Throughput is the number of bits transmitted per second through a communication medium or system. It is also referred to as data rate or wire speed. Throughput is measured after data transmissions because a system will add delay caused by processor limitations, network congestion, buffering inefficiencies, transmission errors, traffic loads, congestion, or inadequate hardware designs. Throughput varies over time with traffic and congestion. In addition, data is packaged in frames and packets that contain header information, so if you are trying to measure actual data throughput, you need to subtract the bits used for overhead. The topic "Delay, Latency, and Jitter" describes some of the things that affect throughput.

Fast Ethernet is rated at 100 Mbits/sec, but after delays and protocol inefficiencies, the actual user data transfer rate is much less, possibly less than 50 percent of Fast Ethernet's specified data rate. The perceived speed of a shared Ethernet LAN will be worse as more users access the system. Collisions occur, which cause stations to back off, wait, then try to retransmit.

As mentioned, the header information of frames and packets significantly reduces the throughput of actual data. Headers contain source and destination address, handshaking information, error checking codes, and so on. For example, an ATM cell can hold 53 bytes of information, but five bytes of that is reserved for header information, so only 48 bytes of actual user data gets transported in the cell. The more header information, the less data sent. Only about 90 percent of the capacity of an ATM circuit is available for transmitting actual data. In addition, some protocols require that individual frames and packets or groups of frames and packets be acknowledged by the receiver. This creates excess traffic that is not sending real data.

Network devices like routers have store and forwarding delays that reduce throughput. So-called wire-speed devices are nonblocking, meaning that they don't hold up packets, even when fully loaded. A wire-speed device must have an internal capacity to move all the data coming in from all ports without delay, even when all ports are at maximum capacity.

Congestion and queuing problems cause dropped packets that exacerbate the delay problem. See "Congestion Control Mechanisms" for more information.

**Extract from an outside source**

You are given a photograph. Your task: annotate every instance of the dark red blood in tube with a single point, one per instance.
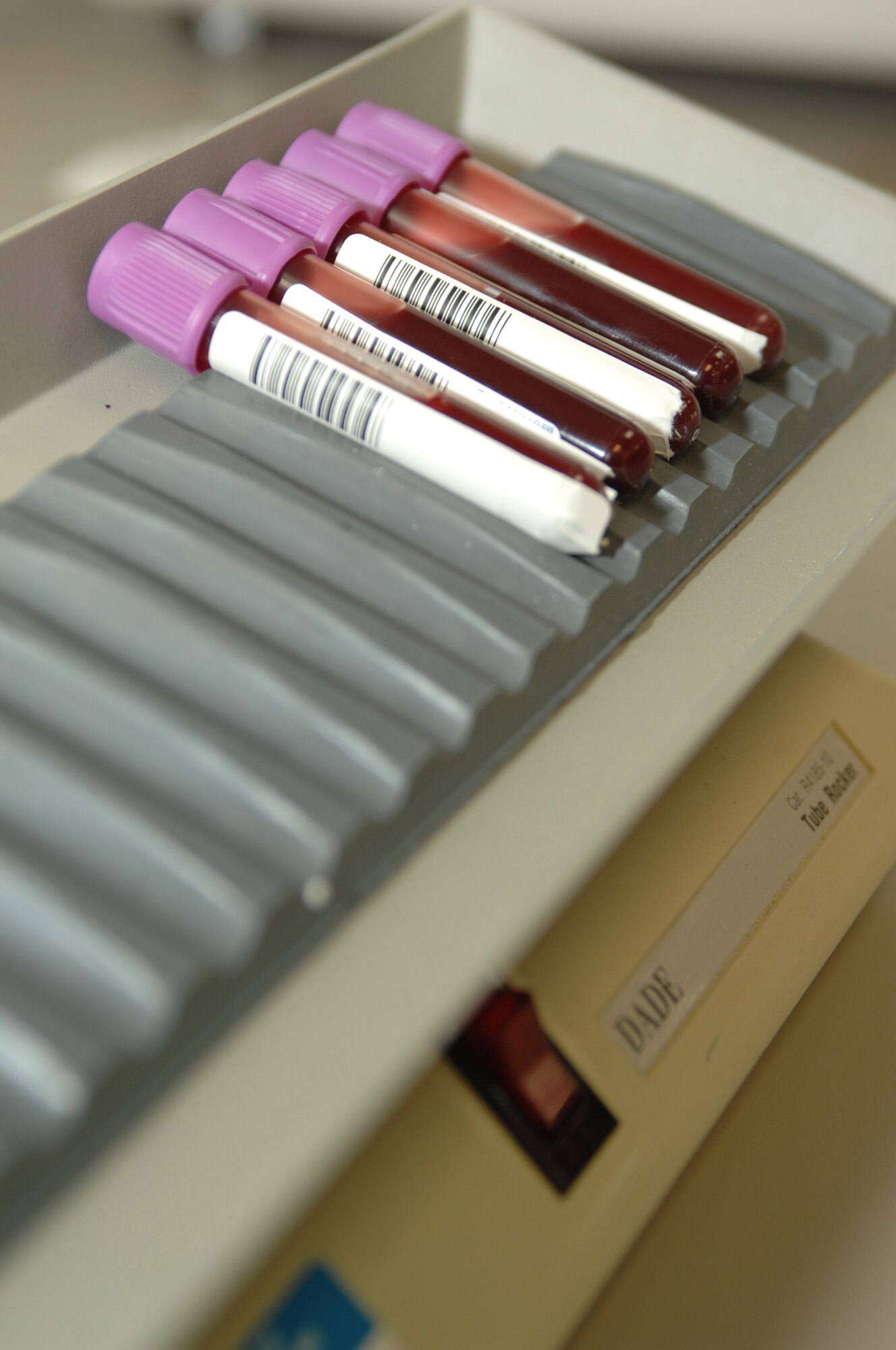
(484, 187)
(493, 253)
(688, 421)
(598, 431)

The following tables describe the packet-forwarding capabilities of various devices. The first table outlines the packet's-per-second rating of the three Ethernet technologies.

Ethernet (10 Mbits/sec)

14,880 pps

Fast Ethernet

148,800 pps

Gigabit Ethernet

1.4 million pps

The packet-per-second rates of various router and switch designs are listed here:

Traditional and legacy routers

From 5,000 to 500,000 pps

Traditional router designs with enhanced architectures

1 million pps

Routing switches

1 to 10 million pps

Gigabit routers

20 million pps

Core routers designed for Internet backbone networks

100 million pps or more

Throughput Considerations for TCP

Throughput is a big issue in the Internet and several RFCs discuss the problem. RFC 1323 (TCP Extensions for High Performance, May 1992) describes TCP extensions to improve performance over high-bandwidth long-delay networks such as cross-country fiber-optic links. The RFC refers to these links as "long, fat pipes." Another interesting document is RFC 2488 (Enhancing TCP Over Satellite Channels, January 1999).

Throughput is determined by the speed (data rate in bits/sec) of link and the propagation delay, which is relatively long on cross-country fiber links and satellite links. Congestion and errors add to delay. A pipe's capacity is determined by obtaining its bandwidth-delay products-that is, multiplying the bandwidth by the round-trip delay time. The idea is to match the capacity of the pipe with the TCP window size so that the pipe is always full. When congestion or errors occur, TCP hosts slow down their transmissions, which means that pipes may not be fully used until the transmitting hosts reestablish the window size that matches the network capacity. See "Flow-Control Mechanisms."